You can keep the wraps on a straight man’s gay gene, but only for so long. Alan bought a chair this weekend, and spent most of Sunday rearranging furniture and rehanging pictures. (Maybe I need to rethink the significance of that leather jacket.) I’m hoping it’s not one of those things our biographer will take note of in hindsight — the chair-buying, that is:
“Tell me again why we’re buying furniture in the midst of an economic crisis.”

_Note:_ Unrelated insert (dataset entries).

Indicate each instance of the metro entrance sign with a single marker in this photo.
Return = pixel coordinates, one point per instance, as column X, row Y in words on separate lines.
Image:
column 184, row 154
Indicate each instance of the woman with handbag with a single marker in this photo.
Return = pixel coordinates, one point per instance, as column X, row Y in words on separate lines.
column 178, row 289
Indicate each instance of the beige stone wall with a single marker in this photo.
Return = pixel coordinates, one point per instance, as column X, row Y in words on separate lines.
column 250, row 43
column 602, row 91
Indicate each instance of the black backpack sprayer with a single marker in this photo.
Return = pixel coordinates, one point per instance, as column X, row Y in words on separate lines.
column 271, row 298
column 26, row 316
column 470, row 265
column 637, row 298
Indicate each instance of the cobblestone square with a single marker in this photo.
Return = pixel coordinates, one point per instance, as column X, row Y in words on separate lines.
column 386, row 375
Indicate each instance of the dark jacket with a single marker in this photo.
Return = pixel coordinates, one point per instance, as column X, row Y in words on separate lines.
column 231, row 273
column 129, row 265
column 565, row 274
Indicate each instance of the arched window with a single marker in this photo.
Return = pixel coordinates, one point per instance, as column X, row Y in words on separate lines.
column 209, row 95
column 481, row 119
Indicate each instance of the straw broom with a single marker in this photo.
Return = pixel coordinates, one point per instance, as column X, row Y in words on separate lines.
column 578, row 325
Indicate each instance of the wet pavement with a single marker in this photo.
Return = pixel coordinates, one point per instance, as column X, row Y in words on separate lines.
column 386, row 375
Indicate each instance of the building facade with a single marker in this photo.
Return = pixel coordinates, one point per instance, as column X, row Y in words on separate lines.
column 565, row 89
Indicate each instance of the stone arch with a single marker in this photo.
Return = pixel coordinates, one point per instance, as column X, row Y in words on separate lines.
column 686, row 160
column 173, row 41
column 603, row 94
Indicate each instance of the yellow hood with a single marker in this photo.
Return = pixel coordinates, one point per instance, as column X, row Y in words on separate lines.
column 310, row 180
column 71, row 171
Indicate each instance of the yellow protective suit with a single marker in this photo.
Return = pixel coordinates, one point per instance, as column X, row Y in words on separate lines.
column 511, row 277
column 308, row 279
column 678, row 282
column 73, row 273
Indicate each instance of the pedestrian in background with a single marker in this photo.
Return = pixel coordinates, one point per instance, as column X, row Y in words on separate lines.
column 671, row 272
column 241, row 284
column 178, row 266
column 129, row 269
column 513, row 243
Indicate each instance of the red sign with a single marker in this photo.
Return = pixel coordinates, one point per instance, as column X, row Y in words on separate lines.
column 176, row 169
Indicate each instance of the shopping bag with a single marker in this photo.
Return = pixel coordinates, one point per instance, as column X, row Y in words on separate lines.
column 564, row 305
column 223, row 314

“Because that’s when it goes on sale.”
Can’t argue with that. And now, for the first time in my life, I have a recliner under my roof. When Alan and I bought our first house, his mother said, “I’d like to buy you two a chair.” I said, “Wow, great, thanks. No recliners, though.” Well. I might as well have slapped her face. There was the evidence, if she was looking for it, that her son had fallen in with one of those latte-sipping elitists. Recliners are as common in Defiance as televisions. Whereas I’m the daughter of a furniture salesman who wouldn’t have allowed one across the threshold at gunpoint.
I held firm, though. We ended up getting a very nice chair from Ethan Allen that didn’t recline but continues to serve us well and looks as good as the day it arrived. And now, almost 20 years later, designers have perfected the stealth recliner — no hideous overstuffed tuck-and-roll upholstery, no handle, nothing that screams La-Z-Boy. Just a little push and you’re reclining.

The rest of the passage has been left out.